The statement jolts me.

“Your life is over if this gets out. Do you understand?” The deep voice is gravelly, yet strained with desperation. “No graduation, no scholarships—nothing. Not to mention how bad it will make me look.”

“I . . .”

“You’ll be doing jail time. You wouldn’t last a day in prison.” He spits out the words and then I hear a dry twig snap. “I won’t let that happen to you.”

“What are you saying?” The other guy sounds just as scared as I feel.

There’s a long pause, filling the night air with ominous dread. My heart thunders as I wait for the reply.

“We have to find her and . . . and bury her . . . dead or alive.”

My heart stops for second, the words striking me like a battering ram.

Panicky breaths force their way through my lips in rapid succession. I have to fight to keep my body still. I reel my lucid mind in and beg myself to stay silent.

Terror swirls through my brain. They’re going to kill me. They may be hesitant about doing it, but that won’t stop them. There’s obviously too much at stake. Whoever those men are up the hill, they’ve come to finish the job.

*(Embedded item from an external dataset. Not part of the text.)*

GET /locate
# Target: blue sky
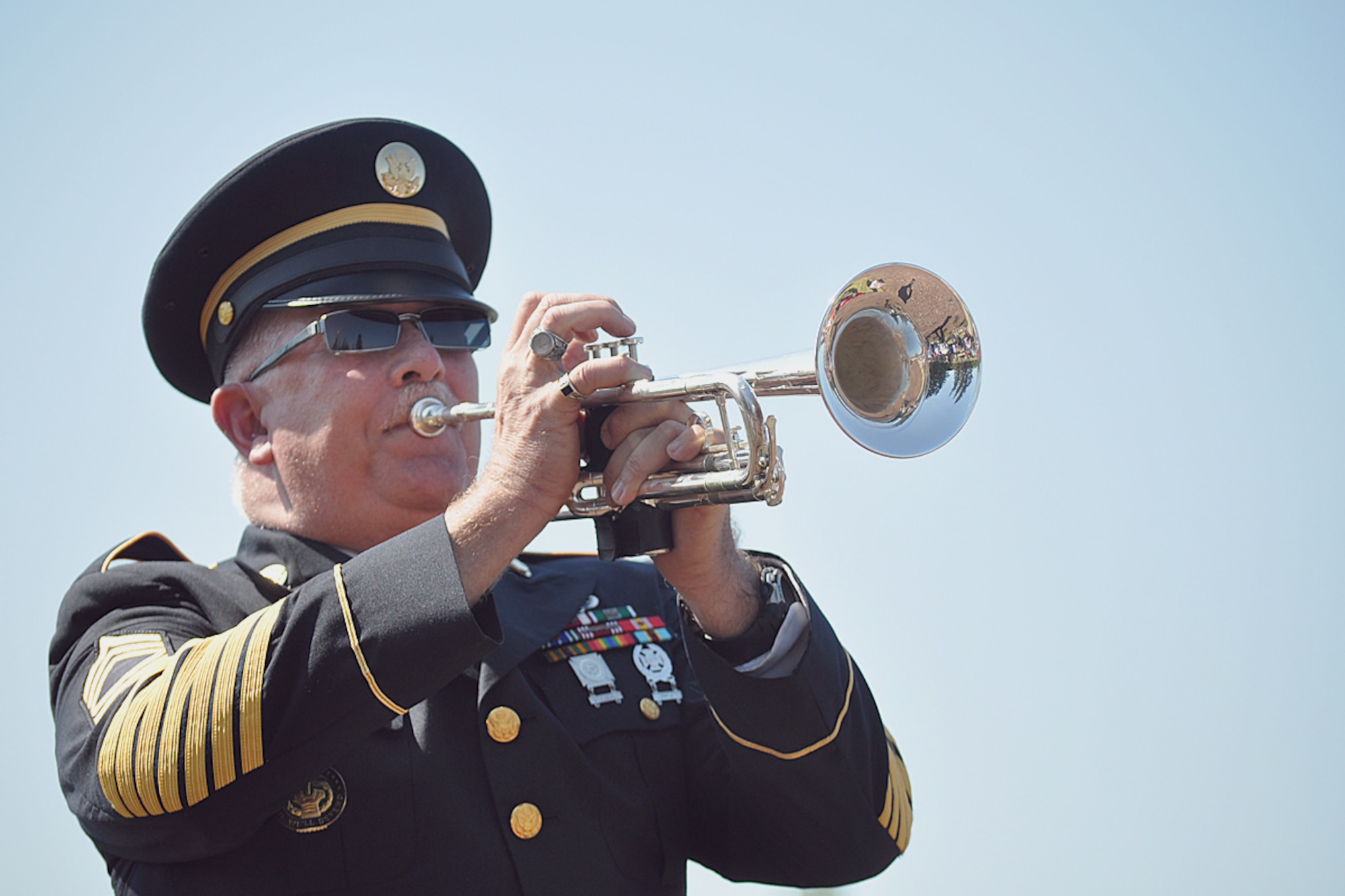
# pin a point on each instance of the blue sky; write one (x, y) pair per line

A beam of light grazes the ground to my right, and my breath catches. I scan the forest floor for some kind of weapon, but there is nothing but dried sticks and rotting leaves. My fingers are clumsy and stiff, and the pain in my body is so excruciating that I don’t dare move. If they spot me, it’s all over.

The light bounces around for another a minute, then finally, it snaps off.

“This is impossible,” one voice huffs. “We’re not going to be able to search this whole area by flashlight!”

A frustrated sigh follows. “It’s safer this way. We can’t risk being seen in broad daylight. People will ask questions.”

“They’re already asking questions. Everyone’s talking about this!”

A loud curse echoes through the air. “We’ll come back in the morning, have a proper hunt, and finish this.” The voice drops low and menacing. “And God help me if you ever do something this stupid again. You’re going to wish you’d never been born.”

Two doors slam and a car engine fires up. I have to wait an eternity for them to drive away. My heart slowly returns to its normal thud, but a low-level panic still echoes through me. Come morning, I am a dead girl.

“Dale,” I whisper into the crisp night air. “What do I do?”

I can feel myself growing weak. The limbs that were throbbing yesterday are starting to go numb. I need water. My sluggish eyes struggle to stay open.

“Dale. I can’t let them do this to me. My parents won’t survive this,” I croak. “What do I do?”

A tear slides down my cheek, but I don’t have the energy to brush it away.

“I need you to find me.” My head lolls to the side. “Find me. Please find me.”

I lie there for what feels like hours, until my breath is no more than a shallow death rattle and I can barely feel my limbs. I nearly crumple with relief when the world begins to spin and the darkness takes me once more.